The preparation by a chemical ceramic sol-gel process of dense, alumina-based ceramic abrasive grain by gelling alumina monohydrate with a precursor of at least one modifying component followed by dehydration and firing is disclosed in assignee's U.S. Pat. No. 4,314,827 (Leitheiser et al). It was subsequently discovered that such ceramic abrasive grains may be improved by including a seeding material with the alumina hydrate to provide a finer crystalline structure in the fired alpha alumina. The seeding of alpha alumina ceramic obtained by firing alumina hydrate with alpha alumina seed material is known. M. Kumagai and G. L. Messing spoke at the American Ceramic Society meeting on May 2, 1984 on this subject and later caused the publishing of a paper in November, 1984 in Communications of The American Ceramic Society entitled "Enhanced Densification of Boehmite Sol-Gels by Alpha Alumina Seeding". U.S. Pat. No. 4,623,364 (Cottringer et al) discloses a method for producing polycrystalline alumina based abrasive grain by mixing submicron alpha alumina seed material with fine alumina hydrate particles, and firing to a temperature of at least 1090.degree. C. European Patent Application No. 209,084, published Jan. 21, 1987, discloses a method for producing a sol-gel type ceramic abrasive grain wherein a precursor stage material consisting of aluminum hydroxide is mixed, dried, calcined and sintered with an advanced precursor stage material, followed by dehydrating, calcining and sintering.
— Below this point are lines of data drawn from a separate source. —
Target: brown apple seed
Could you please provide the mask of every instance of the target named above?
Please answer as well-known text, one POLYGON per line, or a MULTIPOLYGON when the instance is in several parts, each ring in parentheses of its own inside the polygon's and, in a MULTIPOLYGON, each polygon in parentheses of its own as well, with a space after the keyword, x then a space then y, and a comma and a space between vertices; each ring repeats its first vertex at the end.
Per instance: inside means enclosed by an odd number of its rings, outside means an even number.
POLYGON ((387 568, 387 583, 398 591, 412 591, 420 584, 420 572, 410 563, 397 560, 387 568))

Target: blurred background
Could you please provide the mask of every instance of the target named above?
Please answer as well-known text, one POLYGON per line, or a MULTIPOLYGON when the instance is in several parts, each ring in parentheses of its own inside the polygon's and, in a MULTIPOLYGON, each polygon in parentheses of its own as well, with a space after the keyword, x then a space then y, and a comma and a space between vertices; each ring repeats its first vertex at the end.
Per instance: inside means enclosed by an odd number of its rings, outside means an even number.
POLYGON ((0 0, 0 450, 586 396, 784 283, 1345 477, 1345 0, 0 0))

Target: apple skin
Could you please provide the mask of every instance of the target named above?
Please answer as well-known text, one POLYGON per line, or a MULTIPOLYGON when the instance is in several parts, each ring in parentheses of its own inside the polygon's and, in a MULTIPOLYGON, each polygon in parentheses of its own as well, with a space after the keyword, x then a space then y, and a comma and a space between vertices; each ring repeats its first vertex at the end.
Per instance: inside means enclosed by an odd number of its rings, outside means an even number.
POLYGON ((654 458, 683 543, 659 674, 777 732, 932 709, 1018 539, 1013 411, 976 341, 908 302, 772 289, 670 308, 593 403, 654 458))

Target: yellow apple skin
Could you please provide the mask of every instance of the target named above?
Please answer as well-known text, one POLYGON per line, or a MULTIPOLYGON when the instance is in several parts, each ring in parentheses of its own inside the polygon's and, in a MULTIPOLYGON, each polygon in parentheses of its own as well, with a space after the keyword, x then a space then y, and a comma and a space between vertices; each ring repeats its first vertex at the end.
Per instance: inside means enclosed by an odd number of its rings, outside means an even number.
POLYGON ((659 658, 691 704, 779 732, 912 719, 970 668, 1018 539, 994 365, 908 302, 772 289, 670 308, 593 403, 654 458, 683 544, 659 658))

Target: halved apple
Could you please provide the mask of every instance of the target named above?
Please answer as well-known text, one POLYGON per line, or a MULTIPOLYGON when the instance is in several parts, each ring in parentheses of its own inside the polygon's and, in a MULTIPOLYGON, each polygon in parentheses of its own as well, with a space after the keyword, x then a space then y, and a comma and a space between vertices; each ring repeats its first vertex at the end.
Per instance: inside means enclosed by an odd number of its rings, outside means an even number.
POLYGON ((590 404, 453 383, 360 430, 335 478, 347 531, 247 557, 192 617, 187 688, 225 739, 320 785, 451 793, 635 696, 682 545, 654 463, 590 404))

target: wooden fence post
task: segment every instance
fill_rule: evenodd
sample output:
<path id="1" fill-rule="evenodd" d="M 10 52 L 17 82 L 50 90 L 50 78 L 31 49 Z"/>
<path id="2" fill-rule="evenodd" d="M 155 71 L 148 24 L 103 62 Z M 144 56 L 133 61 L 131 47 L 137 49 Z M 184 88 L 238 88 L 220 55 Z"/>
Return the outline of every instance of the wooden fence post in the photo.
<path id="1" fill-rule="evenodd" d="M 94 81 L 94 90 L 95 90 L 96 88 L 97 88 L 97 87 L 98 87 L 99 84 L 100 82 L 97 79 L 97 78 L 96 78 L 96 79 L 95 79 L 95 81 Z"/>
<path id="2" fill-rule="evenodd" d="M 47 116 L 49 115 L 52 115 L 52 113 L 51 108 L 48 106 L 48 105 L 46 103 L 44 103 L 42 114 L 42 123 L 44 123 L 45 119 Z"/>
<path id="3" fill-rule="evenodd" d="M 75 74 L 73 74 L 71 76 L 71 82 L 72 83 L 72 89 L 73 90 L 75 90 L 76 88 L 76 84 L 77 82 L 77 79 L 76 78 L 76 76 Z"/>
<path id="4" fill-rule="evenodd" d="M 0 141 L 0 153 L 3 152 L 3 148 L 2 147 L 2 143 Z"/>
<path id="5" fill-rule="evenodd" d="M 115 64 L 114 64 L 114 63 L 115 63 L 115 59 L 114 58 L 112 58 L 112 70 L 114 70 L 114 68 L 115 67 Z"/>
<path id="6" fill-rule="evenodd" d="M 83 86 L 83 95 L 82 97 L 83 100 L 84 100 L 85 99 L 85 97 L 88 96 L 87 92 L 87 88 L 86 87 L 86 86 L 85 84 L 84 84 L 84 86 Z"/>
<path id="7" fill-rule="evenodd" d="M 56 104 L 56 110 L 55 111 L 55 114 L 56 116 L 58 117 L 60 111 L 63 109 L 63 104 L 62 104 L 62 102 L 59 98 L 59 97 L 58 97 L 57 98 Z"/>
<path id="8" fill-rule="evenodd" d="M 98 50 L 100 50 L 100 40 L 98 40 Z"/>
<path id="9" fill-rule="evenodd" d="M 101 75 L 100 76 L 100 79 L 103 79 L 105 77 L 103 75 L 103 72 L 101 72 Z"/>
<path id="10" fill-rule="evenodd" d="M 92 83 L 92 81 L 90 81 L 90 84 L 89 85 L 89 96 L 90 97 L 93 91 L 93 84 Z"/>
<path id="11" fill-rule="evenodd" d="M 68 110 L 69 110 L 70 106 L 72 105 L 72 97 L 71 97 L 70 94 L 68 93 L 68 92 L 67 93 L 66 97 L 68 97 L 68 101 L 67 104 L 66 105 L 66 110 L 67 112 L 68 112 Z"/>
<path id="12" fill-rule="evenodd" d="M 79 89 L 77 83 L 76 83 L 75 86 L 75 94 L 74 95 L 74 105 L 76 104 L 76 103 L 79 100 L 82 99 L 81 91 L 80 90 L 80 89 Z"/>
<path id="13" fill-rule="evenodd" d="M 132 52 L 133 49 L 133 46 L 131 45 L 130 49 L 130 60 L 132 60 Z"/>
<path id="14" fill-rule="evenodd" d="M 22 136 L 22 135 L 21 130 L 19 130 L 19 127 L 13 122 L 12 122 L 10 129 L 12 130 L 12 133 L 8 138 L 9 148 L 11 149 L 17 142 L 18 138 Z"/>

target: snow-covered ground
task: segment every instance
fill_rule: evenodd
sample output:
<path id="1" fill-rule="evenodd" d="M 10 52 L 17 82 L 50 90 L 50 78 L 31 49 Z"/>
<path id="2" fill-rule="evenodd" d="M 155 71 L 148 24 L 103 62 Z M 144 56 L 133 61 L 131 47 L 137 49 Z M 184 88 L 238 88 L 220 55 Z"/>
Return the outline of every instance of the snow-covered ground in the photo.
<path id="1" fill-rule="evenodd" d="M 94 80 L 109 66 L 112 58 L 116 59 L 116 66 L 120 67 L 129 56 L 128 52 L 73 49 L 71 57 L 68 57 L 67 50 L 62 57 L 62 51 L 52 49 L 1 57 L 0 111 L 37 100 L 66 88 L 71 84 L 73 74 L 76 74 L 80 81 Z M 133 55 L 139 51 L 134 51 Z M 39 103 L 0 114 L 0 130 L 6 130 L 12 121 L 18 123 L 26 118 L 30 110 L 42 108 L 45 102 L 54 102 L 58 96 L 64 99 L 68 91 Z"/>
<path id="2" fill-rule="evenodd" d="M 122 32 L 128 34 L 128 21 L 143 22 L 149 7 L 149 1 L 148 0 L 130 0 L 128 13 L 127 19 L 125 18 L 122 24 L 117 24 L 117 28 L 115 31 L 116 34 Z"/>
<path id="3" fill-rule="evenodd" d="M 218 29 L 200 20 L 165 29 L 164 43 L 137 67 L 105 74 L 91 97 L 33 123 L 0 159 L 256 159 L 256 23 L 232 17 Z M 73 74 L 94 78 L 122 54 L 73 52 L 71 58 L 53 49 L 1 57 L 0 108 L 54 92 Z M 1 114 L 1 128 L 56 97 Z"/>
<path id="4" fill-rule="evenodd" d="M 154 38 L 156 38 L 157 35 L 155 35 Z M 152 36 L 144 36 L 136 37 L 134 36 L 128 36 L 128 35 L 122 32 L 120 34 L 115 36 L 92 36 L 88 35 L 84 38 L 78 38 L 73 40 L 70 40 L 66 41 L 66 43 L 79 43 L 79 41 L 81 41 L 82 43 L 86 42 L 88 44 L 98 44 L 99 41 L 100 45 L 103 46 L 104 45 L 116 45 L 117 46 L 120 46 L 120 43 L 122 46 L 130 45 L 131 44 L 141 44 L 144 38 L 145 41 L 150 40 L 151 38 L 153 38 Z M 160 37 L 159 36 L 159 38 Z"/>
Assignee's U.S. application Ser. No. 15,583 (Gerk) filed Feb. 17, 1987 discloses a method for producing a sol-gel type ceramic abrasive grain by adding fine particles of alpha alumina to the alpha alumina monohydrate prior to gelling and firing.
Assignee's U.S. Pat. No. 4,744,802 (Schwabel) discloses nucleating alpha alumina monohydrate with particles of alpha alumina, iron oxide or their respective precursors to produce alpha alumina ceramic abrasive grits. While the Schwabel disclosure indicates that the particle size of the nucleating agent can vary considerably, it discloses that, in the case of alpha alumina, a particle size from about 80 to about 100 nm was found useful but smaller and larger particles were also thought to be useful. The Schwabel patent discloses nucleating with ferric nitrate (iron oxide precursor) solution which transformed to particulate crystalline iron oxide particles in situ of an unknown particle size during processing prior to sintering and particulate alpha ferric oxide having a particle size of 0.2.times.0.02 micrometer (200.times.20 nm). Schwabel makes no mention that an unexpected performance improvement could result from seeding with particulate crystalline iron oxide having a particle size of less than 150 nm.
James L. McArdle and Gary L. Messing, in an article entitled "Transformation and Microstructure Control in Boehmite-Derived Alumina by Ferric Oxide Seeding" in Advanced Ceramic Materials, Volume 3, No. 4, 1988, disclose nucleating alumina gels with particulate ferric oxide to enhance the transformation from gamma alumina to alpha alumina. The nucleating agents include either alpha alumina particles or alpha ferric oxide particles having a particle size distribution of 15 to 90 nm with 80% of the particles being between 30 and 70 nm. The article does not, however, suggest that abrasive grain with unexpected improvement in performance may be obtained from utilizing crystalline iron oxide nucleating particles of an average particle size less than 150 nm.